Falling demand for U.S. coal during the coronavirus pandemic continues to take a heavy financial toll on the industry, tipping two more coal production companies into bankruptcy.
White Stallion Energy LLC and Lighthouse Resources Inc. filed for chapter 11 protection Wednesday and Thursday, respectively, in the U.S. Bankruptcy Court in Wilmington, Del.
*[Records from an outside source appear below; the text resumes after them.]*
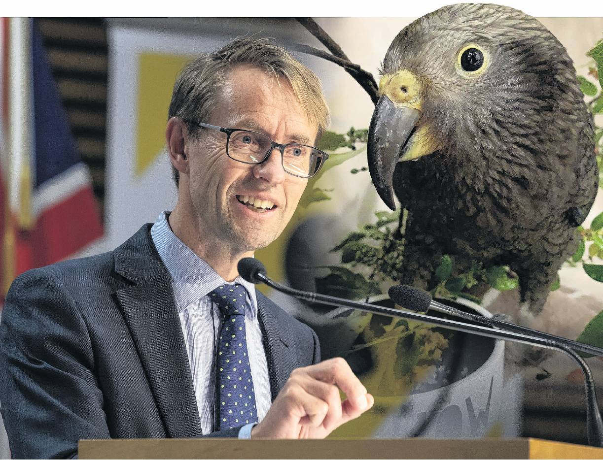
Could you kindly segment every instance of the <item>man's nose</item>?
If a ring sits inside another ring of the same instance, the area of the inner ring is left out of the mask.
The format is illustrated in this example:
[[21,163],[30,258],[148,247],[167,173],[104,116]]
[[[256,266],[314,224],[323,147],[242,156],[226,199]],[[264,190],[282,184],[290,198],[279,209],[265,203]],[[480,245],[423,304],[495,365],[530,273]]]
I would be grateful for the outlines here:
[[283,169],[282,155],[280,150],[275,147],[268,160],[254,167],[256,177],[262,178],[272,184],[283,182],[287,173]]

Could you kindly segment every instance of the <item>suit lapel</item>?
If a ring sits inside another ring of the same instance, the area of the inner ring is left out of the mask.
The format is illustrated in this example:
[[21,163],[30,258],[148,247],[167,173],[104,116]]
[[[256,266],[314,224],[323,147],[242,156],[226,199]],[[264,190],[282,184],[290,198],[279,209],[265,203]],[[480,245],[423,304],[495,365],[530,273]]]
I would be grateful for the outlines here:
[[287,322],[279,320],[282,314],[280,308],[259,291],[256,291],[256,295],[274,401],[291,372],[298,366],[295,339]]
[[167,435],[200,436],[192,377],[169,275],[151,241],[148,227],[116,249],[115,255],[115,271],[136,283],[115,295]]

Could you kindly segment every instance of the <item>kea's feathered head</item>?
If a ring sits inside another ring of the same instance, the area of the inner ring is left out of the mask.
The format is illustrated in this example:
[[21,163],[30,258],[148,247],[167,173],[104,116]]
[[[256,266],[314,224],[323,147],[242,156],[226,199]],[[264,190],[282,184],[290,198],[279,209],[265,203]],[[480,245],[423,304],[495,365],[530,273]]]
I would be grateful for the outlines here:
[[508,7],[455,4],[419,18],[394,39],[381,73],[369,166],[392,209],[399,161],[434,152],[461,163],[497,155],[510,174],[524,177],[520,170],[554,161],[538,158],[543,146],[581,129],[582,95],[564,48]]

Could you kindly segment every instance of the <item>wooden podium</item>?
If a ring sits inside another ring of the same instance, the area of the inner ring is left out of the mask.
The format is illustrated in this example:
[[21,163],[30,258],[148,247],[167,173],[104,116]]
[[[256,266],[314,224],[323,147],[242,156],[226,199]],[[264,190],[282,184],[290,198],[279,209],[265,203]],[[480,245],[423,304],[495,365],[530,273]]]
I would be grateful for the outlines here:
[[603,458],[603,449],[532,438],[481,440],[82,440],[80,458]]

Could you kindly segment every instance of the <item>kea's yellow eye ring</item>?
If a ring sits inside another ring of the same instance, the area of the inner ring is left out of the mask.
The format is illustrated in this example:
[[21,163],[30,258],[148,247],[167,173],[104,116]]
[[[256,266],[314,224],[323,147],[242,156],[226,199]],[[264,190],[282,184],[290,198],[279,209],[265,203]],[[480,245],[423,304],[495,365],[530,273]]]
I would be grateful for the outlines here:
[[456,55],[456,71],[466,78],[475,78],[485,71],[489,62],[490,55],[485,49],[475,43],[469,43]]

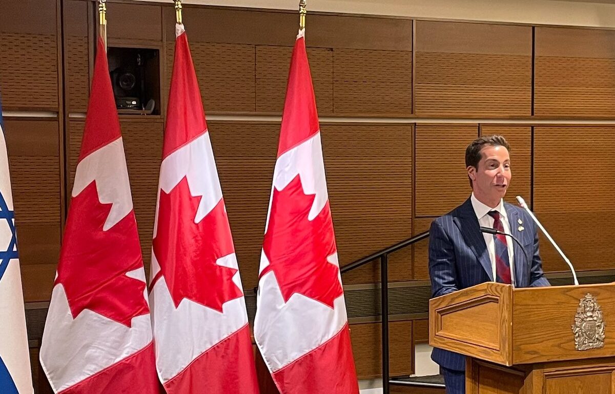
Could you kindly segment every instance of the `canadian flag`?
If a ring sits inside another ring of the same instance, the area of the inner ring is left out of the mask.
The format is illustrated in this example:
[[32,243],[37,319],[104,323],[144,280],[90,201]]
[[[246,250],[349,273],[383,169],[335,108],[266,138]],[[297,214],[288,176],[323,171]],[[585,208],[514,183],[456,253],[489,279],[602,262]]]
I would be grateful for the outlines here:
[[254,337],[282,394],[356,393],[304,32],[290,63]]
[[71,197],[43,369],[55,393],[158,393],[145,271],[101,39]]
[[256,393],[245,300],[183,25],[176,36],[151,273],[156,366],[169,394]]

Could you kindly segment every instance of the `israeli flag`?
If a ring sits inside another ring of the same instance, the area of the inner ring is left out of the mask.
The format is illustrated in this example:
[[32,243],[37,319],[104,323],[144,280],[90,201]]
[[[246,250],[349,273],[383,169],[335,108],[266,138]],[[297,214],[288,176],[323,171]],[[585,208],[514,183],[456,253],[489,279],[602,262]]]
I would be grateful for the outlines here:
[[31,394],[13,196],[0,97],[0,393]]

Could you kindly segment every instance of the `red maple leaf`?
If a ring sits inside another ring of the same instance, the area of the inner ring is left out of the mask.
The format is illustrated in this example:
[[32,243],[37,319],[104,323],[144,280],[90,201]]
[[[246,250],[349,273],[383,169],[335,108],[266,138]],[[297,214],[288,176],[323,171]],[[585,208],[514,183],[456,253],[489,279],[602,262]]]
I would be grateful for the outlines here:
[[154,253],[176,308],[187,298],[222,312],[244,294],[232,281],[237,270],[216,263],[235,251],[224,199],[194,223],[201,198],[190,195],[186,177],[168,194],[161,190]]
[[282,190],[274,188],[263,243],[269,265],[261,276],[273,271],[287,302],[298,293],[333,308],[343,294],[339,268],[327,260],[337,250],[333,223],[328,201],[316,217],[308,219],[314,198],[303,192],[298,175]]
[[73,318],[89,309],[130,327],[149,313],[145,282],[126,276],[143,267],[134,212],[106,231],[112,204],[101,204],[96,181],[73,198],[55,284],[66,293]]

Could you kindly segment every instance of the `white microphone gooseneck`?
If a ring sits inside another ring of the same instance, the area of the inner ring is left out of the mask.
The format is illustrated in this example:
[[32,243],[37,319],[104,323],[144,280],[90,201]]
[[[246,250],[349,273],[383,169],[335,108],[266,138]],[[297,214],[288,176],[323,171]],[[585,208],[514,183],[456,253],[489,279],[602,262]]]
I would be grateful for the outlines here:
[[553,240],[553,238],[551,238],[551,236],[549,235],[549,233],[547,232],[547,230],[545,229],[545,228],[542,227],[542,225],[541,224],[541,222],[538,220],[538,219],[536,218],[536,217],[534,215],[534,213],[530,210],[530,208],[528,207],[528,204],[525,203],[525,200],[523,199],[523,197],[522,197],[521,196],[517,196],[517,201],[519,203],[519,205],[520,205],[523,209],[525,209],[525,211],[528,212],[528,214],[530,215],[530,217],[531,217],[532,220],[534,220],[534,222],[536,223],[536,225],[538,226],[539,228],[541,229],[541,231],[542,231],[542,233],[545,235],[545,236],[547,237],[547,239],[549,240],[549,241],[552,244],[553,244],[554,247],[555,247],[555,250],[557,251],[557,252],[560,254],[560,255],[561,256],[561,258],[564,259],[564,261],[566,262],[566,263],[568,264],[568,267],[570,267],[570,271],[571,271],[573,273],[573,278],[574,279],[574,284],[579,284],[579,281],[576,278],[576,271],[574,271],[574,267],[573,267],[573,263],[570,262],[570,260],[568,260],[568,258],[566,257],[566,255],[564,254],[564,252],[561,251],[561,249],[560,249],[560,247],[557,246],[557,244],[555,243],[555,241]]

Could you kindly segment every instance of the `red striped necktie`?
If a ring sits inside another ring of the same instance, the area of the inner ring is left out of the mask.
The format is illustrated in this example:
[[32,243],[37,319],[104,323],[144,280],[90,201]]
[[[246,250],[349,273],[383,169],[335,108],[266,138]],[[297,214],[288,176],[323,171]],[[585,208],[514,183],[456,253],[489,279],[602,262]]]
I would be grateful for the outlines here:
[[[504,233],[504,225],[497,211],[489,212],[493,218],[493,229]],[[496,246],[496,281],[510,284],[510,262],[508,259],[508,240],[506,235],[493,235]]]

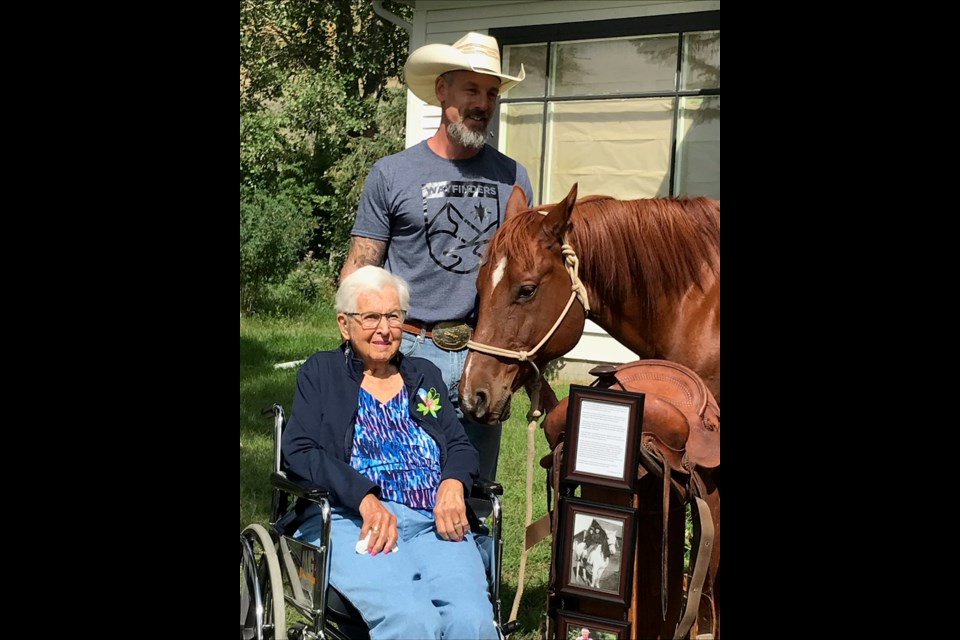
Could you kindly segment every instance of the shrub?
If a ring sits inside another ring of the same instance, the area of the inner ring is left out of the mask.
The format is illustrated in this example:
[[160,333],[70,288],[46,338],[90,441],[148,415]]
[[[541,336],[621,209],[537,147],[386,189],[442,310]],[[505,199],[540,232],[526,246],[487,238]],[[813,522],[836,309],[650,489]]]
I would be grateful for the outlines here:
[[240,311],[257,309],[268,284],[282,282],[309,245],[316,221],[309,197],[240,190]]

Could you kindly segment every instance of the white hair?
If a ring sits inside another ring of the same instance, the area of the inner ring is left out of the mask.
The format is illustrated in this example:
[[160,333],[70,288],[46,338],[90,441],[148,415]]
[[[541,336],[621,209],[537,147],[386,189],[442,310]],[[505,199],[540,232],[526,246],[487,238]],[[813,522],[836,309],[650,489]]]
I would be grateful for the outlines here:
[[357,310],[357,299],[367,291],[383,291],[387,287],[397,290],[400,298],[400,310],[406,313],[410,308],[410,286],[407,281],[381,267],[367,265],[360,267],[340,283],[334,306],[337,313],[352,313]]

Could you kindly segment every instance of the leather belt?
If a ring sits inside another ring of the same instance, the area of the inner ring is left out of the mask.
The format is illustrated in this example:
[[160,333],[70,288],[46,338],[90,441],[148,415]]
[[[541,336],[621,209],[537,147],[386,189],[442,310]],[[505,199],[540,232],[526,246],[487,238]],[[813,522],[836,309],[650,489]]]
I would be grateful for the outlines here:
[[433,338],[432,323],[424,324],[419,320],[407,320],[406,322],[403,323],[403,330],[406,331],[407,333],[419,334],[421,331],[423,331],[424,328],[427,329],[427,337],[432,339]]
[[403,330],[407,333],[425,335],[433,340],[441,349],[458,351],[467,346],[473,329],[463,320],[445,320],[427,324],[419,320],[407,320],[403,323]]

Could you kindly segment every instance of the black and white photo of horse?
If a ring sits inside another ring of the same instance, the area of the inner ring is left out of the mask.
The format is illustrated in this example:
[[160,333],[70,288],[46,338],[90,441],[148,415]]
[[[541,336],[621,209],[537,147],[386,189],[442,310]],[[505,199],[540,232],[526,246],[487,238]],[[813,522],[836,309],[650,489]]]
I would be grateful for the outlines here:
[[570,583],[617,593],[623,522],[578,513],[573,531]]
The companies, which own mines in Illinois, Indiana, Montana and Wyoming, blamed the bankruptcy filings largely on low thermal coal prices and declining coal consumption at U.S. power plants.
The chapter 11 filings are the latest in a string of defaults by American coal companies, highlighting how a downturn in coal markets exacerbated by Covid-19 is straining an industry that was already in decline.
The U.S. power sector consumed 30% less coal in the first half of 2020 than during the same period last year, according to the U.S. Energy Information Administration. The coal industry also has been facing competition from natural gas, a lower-cost fuel alternative, and the continuing retirement of coal-fired power plants.
Evansville, Ind.-based White Stallion said in court papers it is idling its mining operations and had terminated all of its roughly 260 employees just before filing for chapter 11, citing a severe cash crunch. Before filing for bankruptcy, White Stallion obtained a $10 million Covid-19 relief loan through the federal government’s Paycheck Protection Program. The company is among hundreds of businesses that have gone into bankruptcy after obtaining a PPP loan.